Days after House Democrats passed a revised, $2.2 trillion bill Oct. 1, President Donald Trump abruptly called off negotiations. The president later reversed course, and Tuesday said on Fox News he wanted to do a deal “even bigger than the Democrats.”
“I think he’s sending the signal that he’s serious about a package and that he really believes it’s important that we act soon, that there’s urgency,” McMorris Rodgers said. “Let’s put politics aside and get it done.”

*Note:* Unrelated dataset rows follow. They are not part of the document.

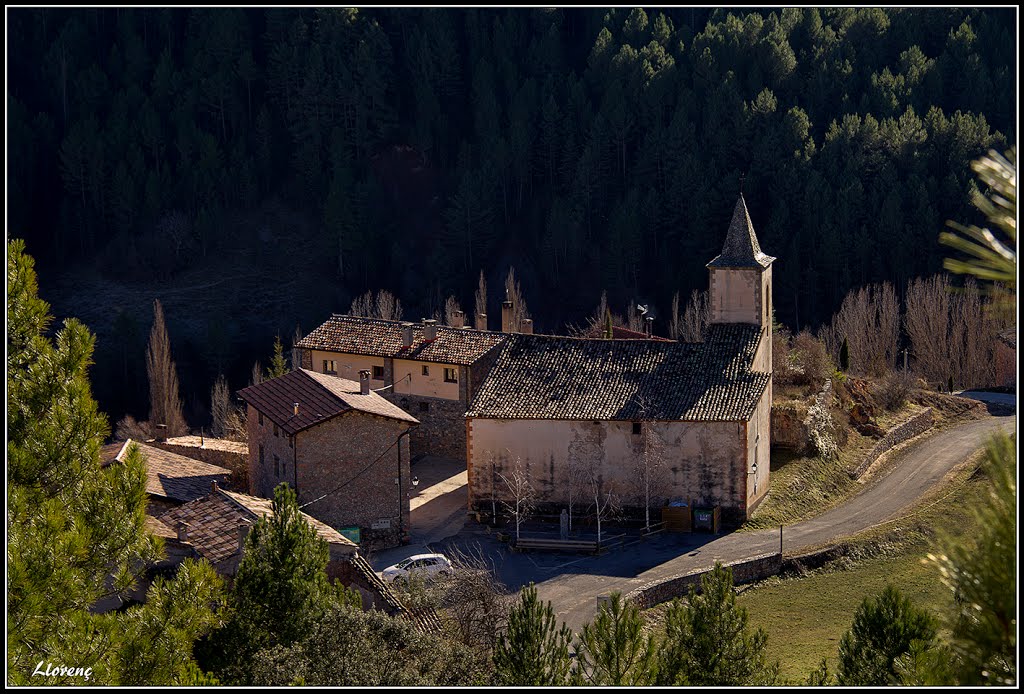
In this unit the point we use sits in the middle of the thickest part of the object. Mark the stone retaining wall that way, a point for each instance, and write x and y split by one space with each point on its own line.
743 571
918 424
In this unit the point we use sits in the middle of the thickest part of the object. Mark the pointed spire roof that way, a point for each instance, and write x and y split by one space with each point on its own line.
741 248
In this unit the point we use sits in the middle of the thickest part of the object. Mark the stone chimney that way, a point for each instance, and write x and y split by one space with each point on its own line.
243 533
507 316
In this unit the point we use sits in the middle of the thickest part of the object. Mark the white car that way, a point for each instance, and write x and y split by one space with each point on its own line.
423 565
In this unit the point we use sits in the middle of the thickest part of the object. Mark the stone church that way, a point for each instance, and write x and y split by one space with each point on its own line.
574 413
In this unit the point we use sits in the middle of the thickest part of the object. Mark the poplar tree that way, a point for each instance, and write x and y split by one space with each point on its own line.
532 651
76 530
165 404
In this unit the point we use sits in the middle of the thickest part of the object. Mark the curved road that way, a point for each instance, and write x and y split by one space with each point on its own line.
921 466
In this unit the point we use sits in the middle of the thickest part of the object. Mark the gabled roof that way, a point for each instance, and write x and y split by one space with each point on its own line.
741 248
548 378
375 337
214 519
175 477
320 396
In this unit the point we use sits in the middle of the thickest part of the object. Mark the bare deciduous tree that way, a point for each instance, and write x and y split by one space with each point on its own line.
520 504
220 405
384 305
165 403
452 307
480 299
869 320
513 293
695 317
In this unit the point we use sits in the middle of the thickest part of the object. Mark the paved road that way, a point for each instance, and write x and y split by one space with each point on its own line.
921 465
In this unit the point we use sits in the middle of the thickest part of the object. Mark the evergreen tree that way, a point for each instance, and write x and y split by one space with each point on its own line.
708 642
77 531
981 573
613 649
884 629
281 591
532 652
844 356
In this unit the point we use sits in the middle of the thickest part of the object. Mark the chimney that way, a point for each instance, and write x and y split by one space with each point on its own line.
506 316
243 533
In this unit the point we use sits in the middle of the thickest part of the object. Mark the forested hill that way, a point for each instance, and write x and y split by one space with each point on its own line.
409 149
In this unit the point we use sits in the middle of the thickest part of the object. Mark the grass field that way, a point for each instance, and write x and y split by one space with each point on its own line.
806 616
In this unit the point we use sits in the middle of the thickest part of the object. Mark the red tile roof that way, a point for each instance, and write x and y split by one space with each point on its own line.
175 477
320 396
375 337
213 522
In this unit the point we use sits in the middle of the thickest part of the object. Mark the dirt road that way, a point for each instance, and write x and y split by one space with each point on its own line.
919 467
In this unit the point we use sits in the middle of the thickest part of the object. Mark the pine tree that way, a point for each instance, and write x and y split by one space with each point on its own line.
279 366
884 629
76 530
532 651
708 642
613 649
165 404
281 591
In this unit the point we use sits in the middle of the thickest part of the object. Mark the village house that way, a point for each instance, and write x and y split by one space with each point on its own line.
432 372
577 411
341 446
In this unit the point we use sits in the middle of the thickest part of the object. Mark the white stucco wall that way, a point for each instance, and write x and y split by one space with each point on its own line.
409 379
704 462
348 365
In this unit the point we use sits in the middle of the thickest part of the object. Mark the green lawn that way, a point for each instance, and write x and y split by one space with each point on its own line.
806 616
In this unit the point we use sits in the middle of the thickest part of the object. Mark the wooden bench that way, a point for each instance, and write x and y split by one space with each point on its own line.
556 545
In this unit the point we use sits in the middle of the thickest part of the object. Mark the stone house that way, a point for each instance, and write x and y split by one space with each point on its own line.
698 414
432 372
341 446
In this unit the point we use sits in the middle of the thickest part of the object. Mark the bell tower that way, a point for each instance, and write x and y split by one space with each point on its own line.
740 278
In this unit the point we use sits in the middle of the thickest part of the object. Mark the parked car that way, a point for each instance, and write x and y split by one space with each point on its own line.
423 565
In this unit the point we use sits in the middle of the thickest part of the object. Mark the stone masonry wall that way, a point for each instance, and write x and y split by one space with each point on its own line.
918 424
442 425
744 571
349 464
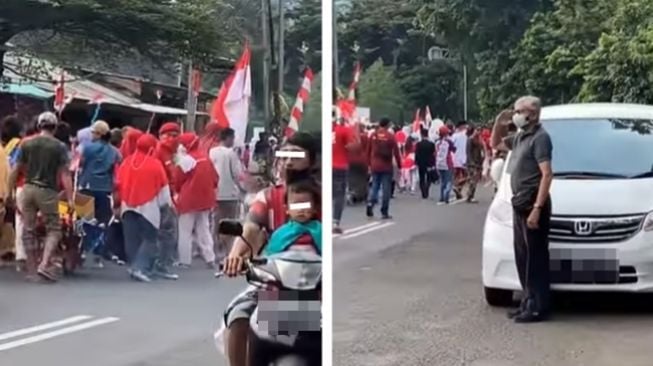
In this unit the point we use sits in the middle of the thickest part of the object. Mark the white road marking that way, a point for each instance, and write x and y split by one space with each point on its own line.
357 228
42 327
57 333
369 230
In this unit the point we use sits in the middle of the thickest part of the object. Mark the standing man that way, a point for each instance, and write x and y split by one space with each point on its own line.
344 139
98 163
227 164
459 139
475 158
382 151
44 161
530 180
168 229
425 161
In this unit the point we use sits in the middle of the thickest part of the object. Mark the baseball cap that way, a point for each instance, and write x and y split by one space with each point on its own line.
47 119
100 127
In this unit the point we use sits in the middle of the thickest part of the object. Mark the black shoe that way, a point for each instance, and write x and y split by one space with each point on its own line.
529 317
515 313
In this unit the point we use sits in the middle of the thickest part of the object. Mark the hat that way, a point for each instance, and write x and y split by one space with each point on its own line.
169 127
47 118
100 128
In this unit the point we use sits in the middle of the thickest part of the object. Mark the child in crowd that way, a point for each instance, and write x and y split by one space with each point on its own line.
303 229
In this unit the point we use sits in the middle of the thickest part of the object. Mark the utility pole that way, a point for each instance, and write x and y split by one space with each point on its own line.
336 66
282 28
266 63
191 102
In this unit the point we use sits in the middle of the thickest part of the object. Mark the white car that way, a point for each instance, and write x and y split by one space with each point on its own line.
601 236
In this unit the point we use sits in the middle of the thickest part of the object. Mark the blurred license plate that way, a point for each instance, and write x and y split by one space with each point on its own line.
584 266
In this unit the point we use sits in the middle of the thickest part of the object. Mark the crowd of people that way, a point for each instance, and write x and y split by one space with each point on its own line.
372 160
156 199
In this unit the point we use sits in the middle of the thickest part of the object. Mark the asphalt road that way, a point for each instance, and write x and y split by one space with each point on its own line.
410 293
101 318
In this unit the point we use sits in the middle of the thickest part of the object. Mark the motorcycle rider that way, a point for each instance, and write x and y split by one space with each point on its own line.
267 213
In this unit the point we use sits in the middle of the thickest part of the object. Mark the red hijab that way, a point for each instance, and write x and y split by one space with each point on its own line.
210 138
141 176
128 145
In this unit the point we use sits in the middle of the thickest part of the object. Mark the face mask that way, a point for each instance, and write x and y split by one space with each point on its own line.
519 120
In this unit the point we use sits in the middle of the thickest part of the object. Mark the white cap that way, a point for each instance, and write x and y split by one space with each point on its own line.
47 118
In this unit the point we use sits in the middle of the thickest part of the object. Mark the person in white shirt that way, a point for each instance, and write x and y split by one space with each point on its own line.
459 139
229 168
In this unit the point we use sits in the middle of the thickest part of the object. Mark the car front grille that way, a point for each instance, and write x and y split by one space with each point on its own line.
594 229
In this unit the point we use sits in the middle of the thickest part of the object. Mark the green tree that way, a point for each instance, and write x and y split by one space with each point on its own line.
158 30
380 91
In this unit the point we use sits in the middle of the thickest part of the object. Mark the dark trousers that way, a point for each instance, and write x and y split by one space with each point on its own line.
339 193
532 259
381 182
424 180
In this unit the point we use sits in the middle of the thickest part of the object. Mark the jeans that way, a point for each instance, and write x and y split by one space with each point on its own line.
167 238
93 239
140 241
339 193
532 259
446 177
381 181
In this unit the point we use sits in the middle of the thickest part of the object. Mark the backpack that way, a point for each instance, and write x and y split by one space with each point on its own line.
383 149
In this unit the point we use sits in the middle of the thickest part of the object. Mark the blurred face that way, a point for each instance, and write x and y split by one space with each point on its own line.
301 207
298 161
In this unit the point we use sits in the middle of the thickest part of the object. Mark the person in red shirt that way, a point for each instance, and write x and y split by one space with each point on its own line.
381 151
358 170
165 151
345 137
196 181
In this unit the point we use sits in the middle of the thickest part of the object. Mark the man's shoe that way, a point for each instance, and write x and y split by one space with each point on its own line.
529 317
515 313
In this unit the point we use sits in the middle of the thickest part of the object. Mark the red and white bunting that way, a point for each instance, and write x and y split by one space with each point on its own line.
302 98
354 82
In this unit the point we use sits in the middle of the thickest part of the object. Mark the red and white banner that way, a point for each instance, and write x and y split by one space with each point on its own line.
354 82
427 117
302 98
417 123
231 107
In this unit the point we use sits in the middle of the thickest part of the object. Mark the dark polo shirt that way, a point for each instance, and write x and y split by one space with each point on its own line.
529 149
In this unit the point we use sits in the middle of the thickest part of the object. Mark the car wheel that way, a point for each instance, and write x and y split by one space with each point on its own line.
498 297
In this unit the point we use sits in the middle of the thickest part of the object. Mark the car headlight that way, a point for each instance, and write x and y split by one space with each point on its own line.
648 222
501 212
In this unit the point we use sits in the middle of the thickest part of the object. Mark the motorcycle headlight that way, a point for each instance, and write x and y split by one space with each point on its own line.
648 222
501 212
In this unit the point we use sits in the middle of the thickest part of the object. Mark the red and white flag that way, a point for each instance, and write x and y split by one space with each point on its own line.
427 117
354 83
302 98
231 107
417 123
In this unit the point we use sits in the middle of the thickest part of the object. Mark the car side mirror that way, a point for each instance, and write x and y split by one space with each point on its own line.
230 227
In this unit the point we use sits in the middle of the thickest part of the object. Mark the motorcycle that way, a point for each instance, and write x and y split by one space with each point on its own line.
285 328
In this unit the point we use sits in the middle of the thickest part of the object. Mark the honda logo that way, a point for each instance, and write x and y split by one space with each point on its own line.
583 227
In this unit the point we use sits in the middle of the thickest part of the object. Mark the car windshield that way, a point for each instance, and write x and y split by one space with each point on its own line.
606 148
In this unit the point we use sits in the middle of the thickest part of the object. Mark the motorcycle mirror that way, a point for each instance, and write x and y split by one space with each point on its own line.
230 227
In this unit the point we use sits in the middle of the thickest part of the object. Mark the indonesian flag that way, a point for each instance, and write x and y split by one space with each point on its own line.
417 124
231 107
427 117
302 98
354 83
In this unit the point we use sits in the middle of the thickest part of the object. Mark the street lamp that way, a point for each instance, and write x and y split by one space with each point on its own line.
442 54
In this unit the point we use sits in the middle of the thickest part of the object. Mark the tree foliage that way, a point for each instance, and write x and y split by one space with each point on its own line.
380 91
160 31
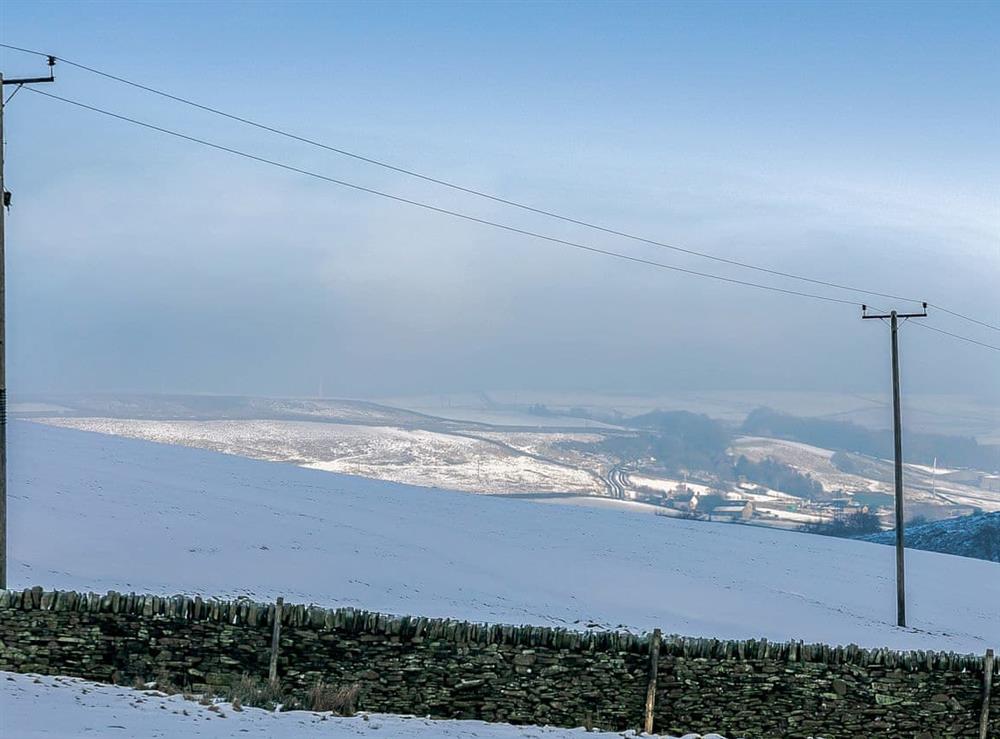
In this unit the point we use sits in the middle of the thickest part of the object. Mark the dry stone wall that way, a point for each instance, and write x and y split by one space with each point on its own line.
454 669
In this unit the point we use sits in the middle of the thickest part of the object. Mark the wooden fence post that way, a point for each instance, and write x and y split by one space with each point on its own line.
654 658
272 674
984 717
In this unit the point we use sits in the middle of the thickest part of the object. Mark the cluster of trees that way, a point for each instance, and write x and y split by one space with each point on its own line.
852 525
678 440
952 451
778 476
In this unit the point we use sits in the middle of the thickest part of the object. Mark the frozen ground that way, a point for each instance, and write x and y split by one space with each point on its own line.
487 462
920 483
95 512
38 707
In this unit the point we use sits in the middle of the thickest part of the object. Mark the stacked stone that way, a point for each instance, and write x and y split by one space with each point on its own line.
528 674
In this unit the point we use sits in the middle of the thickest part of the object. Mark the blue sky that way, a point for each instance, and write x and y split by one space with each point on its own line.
849 141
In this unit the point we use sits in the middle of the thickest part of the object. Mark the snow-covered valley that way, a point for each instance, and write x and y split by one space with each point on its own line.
98 512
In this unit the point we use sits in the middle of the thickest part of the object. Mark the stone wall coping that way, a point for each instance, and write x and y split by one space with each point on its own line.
353 621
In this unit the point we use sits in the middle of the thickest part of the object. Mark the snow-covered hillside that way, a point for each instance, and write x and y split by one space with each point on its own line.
96 512
67 708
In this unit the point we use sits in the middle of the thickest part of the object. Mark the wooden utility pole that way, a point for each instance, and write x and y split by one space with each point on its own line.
3 319
272 673
654 659
897 432
984 714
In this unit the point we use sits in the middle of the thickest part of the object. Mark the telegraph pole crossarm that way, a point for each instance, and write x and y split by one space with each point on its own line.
3 318
897 432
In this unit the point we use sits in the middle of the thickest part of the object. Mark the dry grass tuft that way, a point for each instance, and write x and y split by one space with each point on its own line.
343 701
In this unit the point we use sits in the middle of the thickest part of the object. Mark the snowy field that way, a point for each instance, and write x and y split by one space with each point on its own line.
96 512
482 463
66 708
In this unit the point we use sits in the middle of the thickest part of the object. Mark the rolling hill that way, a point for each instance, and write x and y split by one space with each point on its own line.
96 512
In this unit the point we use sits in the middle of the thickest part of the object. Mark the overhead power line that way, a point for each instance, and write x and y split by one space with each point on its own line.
970 319
490 196
443 211
469 190
957 336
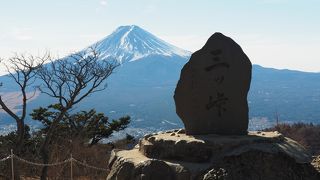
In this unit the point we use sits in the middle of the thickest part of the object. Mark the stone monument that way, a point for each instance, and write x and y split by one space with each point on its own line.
211 95
211 99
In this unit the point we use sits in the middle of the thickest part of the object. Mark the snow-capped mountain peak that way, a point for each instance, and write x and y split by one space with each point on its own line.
130 43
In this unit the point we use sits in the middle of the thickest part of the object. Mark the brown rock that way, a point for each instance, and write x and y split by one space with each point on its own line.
211 95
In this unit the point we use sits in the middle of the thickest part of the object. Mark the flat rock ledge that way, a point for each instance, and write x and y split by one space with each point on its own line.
173 155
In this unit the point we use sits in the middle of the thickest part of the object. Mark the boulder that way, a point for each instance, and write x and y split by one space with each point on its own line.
178 156
211 94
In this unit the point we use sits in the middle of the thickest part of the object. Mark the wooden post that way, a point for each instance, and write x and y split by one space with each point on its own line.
12 168
71 170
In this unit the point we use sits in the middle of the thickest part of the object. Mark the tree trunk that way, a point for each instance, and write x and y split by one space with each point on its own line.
45 159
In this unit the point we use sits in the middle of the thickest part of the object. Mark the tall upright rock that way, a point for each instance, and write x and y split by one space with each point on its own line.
211 95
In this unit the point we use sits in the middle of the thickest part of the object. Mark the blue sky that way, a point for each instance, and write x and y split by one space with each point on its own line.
273 33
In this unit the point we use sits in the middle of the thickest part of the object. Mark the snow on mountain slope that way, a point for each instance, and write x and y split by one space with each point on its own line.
130 43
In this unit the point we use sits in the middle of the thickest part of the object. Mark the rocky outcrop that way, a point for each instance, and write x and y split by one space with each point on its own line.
173 155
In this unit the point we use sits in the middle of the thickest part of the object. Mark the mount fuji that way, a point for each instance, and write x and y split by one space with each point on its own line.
143 85
130 43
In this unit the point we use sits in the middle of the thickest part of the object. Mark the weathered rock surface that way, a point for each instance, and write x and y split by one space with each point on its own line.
211 95
177 156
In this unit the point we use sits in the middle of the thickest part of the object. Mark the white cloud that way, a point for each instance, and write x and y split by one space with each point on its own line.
21 34
103 3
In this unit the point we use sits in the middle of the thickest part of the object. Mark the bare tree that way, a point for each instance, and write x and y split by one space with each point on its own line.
21 69
69 81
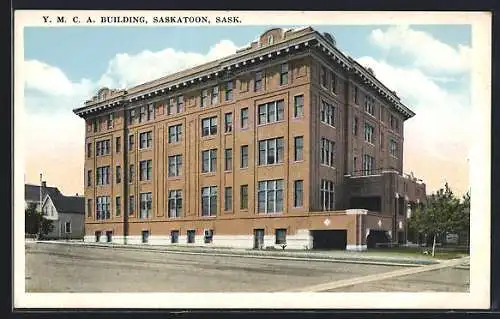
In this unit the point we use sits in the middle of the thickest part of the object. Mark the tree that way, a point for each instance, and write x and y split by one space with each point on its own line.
34 220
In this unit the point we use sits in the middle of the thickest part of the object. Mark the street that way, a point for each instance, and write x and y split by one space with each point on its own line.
72 268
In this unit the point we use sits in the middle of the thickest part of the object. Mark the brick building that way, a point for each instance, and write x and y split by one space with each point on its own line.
287 140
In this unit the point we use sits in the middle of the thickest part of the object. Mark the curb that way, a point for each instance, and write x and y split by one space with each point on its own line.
374 261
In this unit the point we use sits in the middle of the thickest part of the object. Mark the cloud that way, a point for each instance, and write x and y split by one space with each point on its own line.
425 50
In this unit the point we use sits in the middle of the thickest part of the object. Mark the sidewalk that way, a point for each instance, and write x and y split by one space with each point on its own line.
331 256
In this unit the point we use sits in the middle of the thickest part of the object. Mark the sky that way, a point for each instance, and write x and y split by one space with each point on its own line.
429 66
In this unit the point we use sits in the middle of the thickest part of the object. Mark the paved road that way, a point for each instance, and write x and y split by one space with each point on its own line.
66 268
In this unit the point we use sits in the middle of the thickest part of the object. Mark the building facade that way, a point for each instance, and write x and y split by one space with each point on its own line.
285 142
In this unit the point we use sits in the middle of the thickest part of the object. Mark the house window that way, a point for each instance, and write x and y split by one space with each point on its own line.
174 133
174 165
270 196
284 74
118 144
244 118
146 205
228 198
229 91
191 236
298 106
323 77
174 203
118 206
131 205
228 159
215 95
368 164
228 122
146 140
209 126
327 195
67 227
209 160
209 201
244 197
298 148
280 236
244 156
298 190
103 208
118 174
327 113
271 151
204 98
327 149
271 112
102 175
146 168
369 133
258 81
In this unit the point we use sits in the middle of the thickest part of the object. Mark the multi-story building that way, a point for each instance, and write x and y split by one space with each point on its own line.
286 141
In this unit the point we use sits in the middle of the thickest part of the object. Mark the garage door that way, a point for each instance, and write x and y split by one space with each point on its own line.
329 239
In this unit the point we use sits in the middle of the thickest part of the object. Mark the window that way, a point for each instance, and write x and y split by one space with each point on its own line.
191 236
327 149
118 174
146 140
323 77
118 144
270 196
244 197
174 133
280 236
209 126
298 190
271 112
244 118
368 164
369 133
284 74
258 81
215 95
67 227
131 205
102 175
174 203
393 148
204 98
244 156
118 206
89 178
209 201
131 142
174 165
271 151
228 122
298 106
102 208
228 198
298 148
327 195
229 91
131 173
89 207
146 205
327 113
146 168
228 159
370 105
208 161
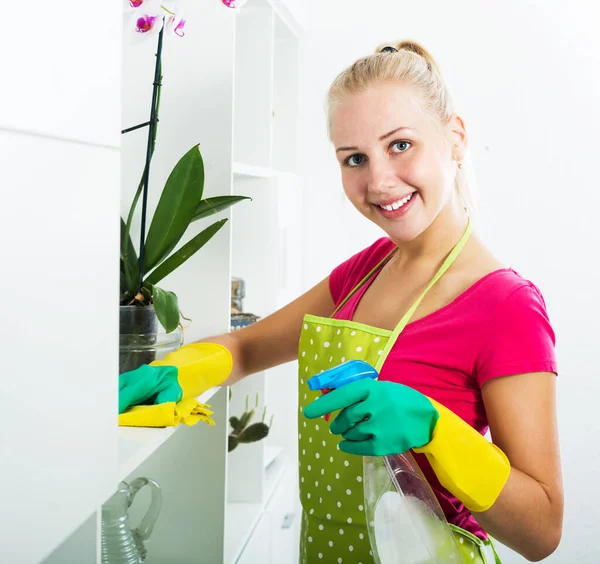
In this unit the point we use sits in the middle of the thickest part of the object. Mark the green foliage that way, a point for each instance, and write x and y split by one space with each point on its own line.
180 205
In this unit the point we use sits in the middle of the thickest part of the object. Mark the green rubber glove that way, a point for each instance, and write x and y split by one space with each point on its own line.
149 385
378 417
187 372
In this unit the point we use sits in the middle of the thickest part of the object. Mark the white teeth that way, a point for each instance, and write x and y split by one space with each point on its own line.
398 204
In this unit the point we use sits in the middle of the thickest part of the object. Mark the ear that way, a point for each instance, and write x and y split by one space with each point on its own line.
456 134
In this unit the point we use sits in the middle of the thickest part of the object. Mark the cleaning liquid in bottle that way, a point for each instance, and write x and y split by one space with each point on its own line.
404 519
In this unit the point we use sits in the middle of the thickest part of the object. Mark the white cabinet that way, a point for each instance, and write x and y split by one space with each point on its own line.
232 86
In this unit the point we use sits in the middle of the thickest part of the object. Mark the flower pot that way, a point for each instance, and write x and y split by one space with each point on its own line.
142 339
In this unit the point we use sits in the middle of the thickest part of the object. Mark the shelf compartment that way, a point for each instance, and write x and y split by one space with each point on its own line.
271 453
240 521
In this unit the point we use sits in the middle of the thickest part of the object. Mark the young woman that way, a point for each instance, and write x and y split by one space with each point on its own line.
462 344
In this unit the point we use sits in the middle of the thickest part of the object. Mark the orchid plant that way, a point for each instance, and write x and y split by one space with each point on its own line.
181 202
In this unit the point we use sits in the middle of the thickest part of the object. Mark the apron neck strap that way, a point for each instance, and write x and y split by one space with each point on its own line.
379 265
408 315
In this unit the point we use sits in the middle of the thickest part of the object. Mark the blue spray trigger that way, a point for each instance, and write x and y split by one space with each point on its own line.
342 374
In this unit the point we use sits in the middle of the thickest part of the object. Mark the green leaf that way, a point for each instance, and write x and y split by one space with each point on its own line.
129 261
178 258
166 307
176 208
214 205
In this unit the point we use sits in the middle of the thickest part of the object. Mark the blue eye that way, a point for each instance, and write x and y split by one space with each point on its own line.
401 145
354 160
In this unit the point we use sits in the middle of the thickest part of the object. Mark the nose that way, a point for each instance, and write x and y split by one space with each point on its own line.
382 175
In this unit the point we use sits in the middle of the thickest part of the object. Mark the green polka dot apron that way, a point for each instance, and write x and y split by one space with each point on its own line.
333 528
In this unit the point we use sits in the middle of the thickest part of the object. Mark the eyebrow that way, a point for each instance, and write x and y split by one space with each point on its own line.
383 137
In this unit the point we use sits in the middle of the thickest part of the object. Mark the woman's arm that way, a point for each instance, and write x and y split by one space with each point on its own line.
528 514
274 339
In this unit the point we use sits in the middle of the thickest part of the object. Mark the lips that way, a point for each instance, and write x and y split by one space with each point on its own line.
396 204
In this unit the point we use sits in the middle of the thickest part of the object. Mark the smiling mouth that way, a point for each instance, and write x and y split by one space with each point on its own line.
397 204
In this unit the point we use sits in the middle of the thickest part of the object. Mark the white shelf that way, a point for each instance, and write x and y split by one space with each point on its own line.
240 521
241 518
273 475
136 444
271 453
244 170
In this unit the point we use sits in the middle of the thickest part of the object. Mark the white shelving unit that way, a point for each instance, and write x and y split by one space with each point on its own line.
219 506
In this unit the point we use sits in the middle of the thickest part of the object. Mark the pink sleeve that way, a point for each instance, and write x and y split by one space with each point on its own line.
518 338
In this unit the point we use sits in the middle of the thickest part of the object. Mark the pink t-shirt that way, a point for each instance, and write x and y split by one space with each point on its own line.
497 327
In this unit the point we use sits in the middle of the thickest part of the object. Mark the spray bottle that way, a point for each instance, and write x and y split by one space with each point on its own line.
404 519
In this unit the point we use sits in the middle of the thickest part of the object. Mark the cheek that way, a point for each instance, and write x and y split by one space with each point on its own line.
426 174
353 184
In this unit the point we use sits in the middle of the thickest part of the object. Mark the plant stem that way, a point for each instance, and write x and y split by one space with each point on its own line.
149 152
139 126
151 134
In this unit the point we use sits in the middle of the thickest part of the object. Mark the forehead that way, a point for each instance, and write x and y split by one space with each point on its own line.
381 108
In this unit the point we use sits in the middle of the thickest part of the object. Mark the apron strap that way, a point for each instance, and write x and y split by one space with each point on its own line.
408 315
360 284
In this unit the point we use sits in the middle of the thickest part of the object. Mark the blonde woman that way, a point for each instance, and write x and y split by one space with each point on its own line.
461 343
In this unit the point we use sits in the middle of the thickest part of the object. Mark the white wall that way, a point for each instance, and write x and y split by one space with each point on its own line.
525 76
59 190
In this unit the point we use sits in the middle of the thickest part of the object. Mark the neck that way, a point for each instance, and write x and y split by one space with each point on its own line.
438 239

In the House, there may be growing support for doing just that. Rep. Jaime Herrera Beutler, a Republican who represents southwest Washington, introduced a motion in September that would circumvent Pelosi to force a vote on a stand-alone bill to extend the Paycheck Protection Program, a business lending program that expired in August and is widely supported by both parties.
“There are a majority of people in both parties who are working hard to try and get things done,” Herrera Beutler said. “The leadership right now are all playing the national political game, and I hate it.”
Herrera Beutler’s motion, called a discharge petition, requires a majority of the House. Fulcher said some Democrats have verbally expressed support for the move, but Pelosi has kept her caucus in line and the petition has so far failed to advance.
McMorris Rodgers conceded that passing a bipartisan bill before Nov. 3 would amount to a legislative magic trick, but expressed optimism that Congress will get it done after Election Day.
“It would be pulling the rabbit out of the hat to do something before the election,” she said, “but I don’t think that suggests that there’s not a desire to get a fourth COVID relief package. I believe that, no matter how the election goes, there will be another package because the need is so great.”